Quality Data and Validation Are Critical for AI
Making meaningful strides in the world of artificial intelligence (AI) and machine learning requires a focus on quality data and a mindset shift to data as a product and not an asset. Craig Martell, Ph.D., chief digital and artificial intelligence officer, U.S. Department of Defense (DoD), discussed the department’s AI priorities and challenges during a fireside chat at TechNet Cyber in Baltimore on Wednesday. He also shared his fears about generative AI models, like ChatGPT, that have captured public attention.
Martell is the inaugural chief digital and artificial intelligence officer for the department and has been in his post for 10 months. His organization, born from the merging of four other organizations, is charged with building tools that can scale data analytics and AI across the DoD.
When it comes to his digital hierarchy of needs—where he feels the department should expend energy and resources—Martell’s focus is firmly set on quality data. “The foundation of AI is quality data,” said Martell. Without it, analytics and AI are meaningless.
“What do I mean by quality data? It’s correct and has ownership, but it’s easily accessible and updated on a sufficiently regular bases,” explained Martell. “Right now, we’re very stovepiped.
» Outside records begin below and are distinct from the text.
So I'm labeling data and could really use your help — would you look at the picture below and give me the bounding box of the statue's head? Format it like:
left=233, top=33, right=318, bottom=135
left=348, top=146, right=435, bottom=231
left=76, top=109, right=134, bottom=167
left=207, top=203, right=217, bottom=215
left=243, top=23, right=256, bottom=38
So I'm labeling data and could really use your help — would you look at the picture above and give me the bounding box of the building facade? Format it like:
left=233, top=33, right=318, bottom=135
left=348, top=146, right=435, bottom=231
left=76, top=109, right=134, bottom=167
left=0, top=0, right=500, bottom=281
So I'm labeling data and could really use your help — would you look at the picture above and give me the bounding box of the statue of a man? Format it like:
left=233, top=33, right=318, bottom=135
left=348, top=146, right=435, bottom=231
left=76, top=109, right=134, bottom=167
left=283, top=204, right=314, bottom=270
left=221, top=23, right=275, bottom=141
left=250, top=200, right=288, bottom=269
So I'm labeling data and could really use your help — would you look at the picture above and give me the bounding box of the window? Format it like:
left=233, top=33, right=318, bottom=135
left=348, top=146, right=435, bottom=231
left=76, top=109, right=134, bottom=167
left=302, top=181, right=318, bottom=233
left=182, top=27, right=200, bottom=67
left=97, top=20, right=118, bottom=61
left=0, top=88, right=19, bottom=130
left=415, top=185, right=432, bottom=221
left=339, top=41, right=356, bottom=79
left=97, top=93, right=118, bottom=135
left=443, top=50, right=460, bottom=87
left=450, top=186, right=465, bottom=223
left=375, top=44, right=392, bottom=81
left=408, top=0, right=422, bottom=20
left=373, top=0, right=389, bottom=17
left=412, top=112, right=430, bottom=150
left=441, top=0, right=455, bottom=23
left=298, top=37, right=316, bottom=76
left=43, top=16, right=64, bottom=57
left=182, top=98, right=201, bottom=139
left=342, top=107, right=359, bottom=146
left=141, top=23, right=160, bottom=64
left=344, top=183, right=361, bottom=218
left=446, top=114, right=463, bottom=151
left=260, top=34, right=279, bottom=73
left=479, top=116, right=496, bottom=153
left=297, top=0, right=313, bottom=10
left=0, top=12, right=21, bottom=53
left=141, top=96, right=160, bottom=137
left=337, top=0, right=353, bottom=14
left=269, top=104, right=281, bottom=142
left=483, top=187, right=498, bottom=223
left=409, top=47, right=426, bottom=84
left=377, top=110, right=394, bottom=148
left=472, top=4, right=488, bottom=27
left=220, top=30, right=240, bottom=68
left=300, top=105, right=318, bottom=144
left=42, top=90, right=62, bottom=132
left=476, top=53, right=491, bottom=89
Right now, we treat data as an asset, and that’s problematic.” An asset implies that something needs to be protected or safeguarded. Data should be viewed as a product, argued Martell. Data has customers. Those customers have varying and contradictory needs, and someone has to own that product and help their customer be successful. “Our biggest mind shift is from ‘Data that I protect and you don’t get,’ to, ‘Data only has value to the degree that the data’s customers are successful.’”
One major goal for Martell’s organization is making sure they set Joint All-Domain Command and Control (JADC2) on the right path. “JADC2 is not a product or a destination or a collection of tools; it is simply a way that we need to do business. As a way to do business, it needs the appropriate infrastructure to allow data to flow to the right places,” said Martell. The push from the top down is to make sure data is available and high quality, which requires both technology and policy changes.
But Martell emphasized that quality data isn’t enough—the real value comes from knowing what that data means to the users, and that requires proper labeling. “Telling the system, this is A and this is B, and I need you to discern between them.” That’s the hardest part of the AI/ML pipeline, he reflected. It’s all about getting the data right and getting the analytics right. “If we got those two right, we would solve so many problems in the department.”
When asked about his opinion on generative AI models like ChatGPT, Martell responded—“I’m scared to death. That’s my opinion.” The fear stems from concern that users will trust the large language models too much without the providers of the services building in the right safeguards and the ability to validate the information.
JADC2 is not a product or a destination or a collection of tools; it is simply a way that we need to do business.
Services like ChatGPT don’t understand context, said Martell. It speaks fluently and authoritatively, giving people a false sense of confidence in the results. “If you don’t validate it, then you’re being irresponsible,” he noted. Martell emphasized that users should only use it for fun unless they’re willing to follow the rabbit trail and validate the sources.
He called on industry to help address these issues. “Don’t just sell us the generation. Work hard on the detection; change the way we consume the generation so we have the tools to decide when it’s right and when it’s wrong.”
“Everyone wants the magic solution,” replied Martell. "There’s no magic folks."